ポイント③楽天グループの格付けがさらに引き下げに

世界中の投資家が参考にする「S&P」の格付けがさらに引き下げられる可能性が高まっています。

9月にはS&Pが楽天もモバイル事業を「計画性に不透明な部分が多い」と、格付けの引き下げを示唆しており、他の格付け会社も同様の動きをしているようです。

今の格付けはどうなの?

現在はBB+だけど、引き下げを念頭にクレジットウォッチ入っています。
今回の決算を理由に引き下げられる可能性がありますね。
一般的に投資対象なるのはBBBからなので、BB+でも問題だけどBBまで落ちると投機対象になるので、債券を発行してもお金が集まらない可能性があります。
とくに米国の利上げにより米国債等の利回りが高まっているので、楽天モバイル債のように0.72%程度の金利でお金を集めるのも難しくなるでしょう。

実は楽天モバイル債の格付けは、S&Pではなく日本のJCRが行っており、格付けは「A」でした。

格付け会社によって判断に違いが出るのは理解できますが、これからはAとはならないと思いますね。

実際に楽天Gの格付けが引き下げられると、資金の調達等に問題が出ることから、さらにモバイル事業の負債が楽天Gを苦しめることでしょう。

 

ポイント④楽天証券の株を売却して資金調達

2022年10月の報道では「みずほ証券が楽天証券ホールディングスが保有する楽天証券を800億円で取得する」ことが発表されました。
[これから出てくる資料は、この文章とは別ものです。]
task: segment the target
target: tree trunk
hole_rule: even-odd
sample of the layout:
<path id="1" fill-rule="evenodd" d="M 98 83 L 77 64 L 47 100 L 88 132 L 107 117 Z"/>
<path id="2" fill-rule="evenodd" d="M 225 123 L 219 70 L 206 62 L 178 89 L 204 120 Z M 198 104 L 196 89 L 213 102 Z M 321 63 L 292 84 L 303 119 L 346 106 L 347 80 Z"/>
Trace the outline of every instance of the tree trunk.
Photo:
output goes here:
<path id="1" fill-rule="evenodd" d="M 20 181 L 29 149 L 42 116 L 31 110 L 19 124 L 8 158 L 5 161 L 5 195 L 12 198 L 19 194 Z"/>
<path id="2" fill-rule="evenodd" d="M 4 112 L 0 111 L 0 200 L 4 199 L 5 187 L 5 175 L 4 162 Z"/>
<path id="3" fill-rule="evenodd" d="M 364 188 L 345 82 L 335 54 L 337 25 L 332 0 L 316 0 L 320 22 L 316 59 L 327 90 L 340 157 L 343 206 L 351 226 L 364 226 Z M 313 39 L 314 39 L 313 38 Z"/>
これは楽天証券株の19.9%に該当する株式で、みずほフィナンシャルグループが楽天グループとの事業提携を結んだことになります。

しかし、J塾長としてはこの動きに府が落ちません。
楽天証券は今年の5月に新規上場の準備を発表しており、近い将来にはIPOすると見られます。
今のタイミングで20%程度の株式を売却しても、楽天グループとしては何も得がないと思います。

じゃあなんで、20%も株を売ったの?

それだけモバイル事業での赤字が多く、資金が足りなくなっているんだと思うよ。

このタイミングで楽天証券株を売却して、楽天Gには恩恵がなく単に現金が欲しいから売却したと考えた方がわかりやすいと思います。

そこまで追い詰められているのでしょうか?

 

ポイント⑤そもそもNO.1携帯キャリアになれるの?

参照:楽天グループ決算資料

楽天Gの決算報告を見ると毎回のように「No.1携帯キャリア」を目指すと書かれていますが、本当に実現できるのかが不透明です。

現状ではNTTドコモ、KDDI、ソフトバンクで約97%のシェアを持っている状況であり、トップのドコモは40%以上の加入者数を誇ります。
KDDIも猛追していますが、20年以上たっても順位は変わらないのが現実ですよね。

日本のスマホ事業の品質は各事業者で大きく変わらず、価格も総務省の意向で低価格が実現しています。
つまり価格競争のみでシェアを増やすのは難しい状況で、新規参入者が成り上がることは不可能だと考えてよいでしょう。

ここから3%程度のシェアしかない楽天モバイルが、ドコモを超える40%以上のシェアを取れると本当に考えているのでしょうか?

楽天Gの決算を見るたびに思いますよ。

楽天Gの説明を見ると「人口カバー率99%目標」だの「プラチナバンド取得」だの言っていますが、それはどこのキャリアも同じで特段差別化にはならないと考えます。

よってそれが加入者数3%からドコモを超える40%超になれる理由とは思えません。

カバー率を増やしたり品質を改善したりすることは、ドコモでもKDDIでもソフトバンクでも行っており、楽天モバイルがNo.1キャリアになるための要素にはならないと思いますね。

 

ポイント⑥売るに売れないモバイル事業

楽天Gとしてはモバイル事業がなければ、超優良企業なので「モバイル事業を売却しろ」との声が出ていても不思議ではありません。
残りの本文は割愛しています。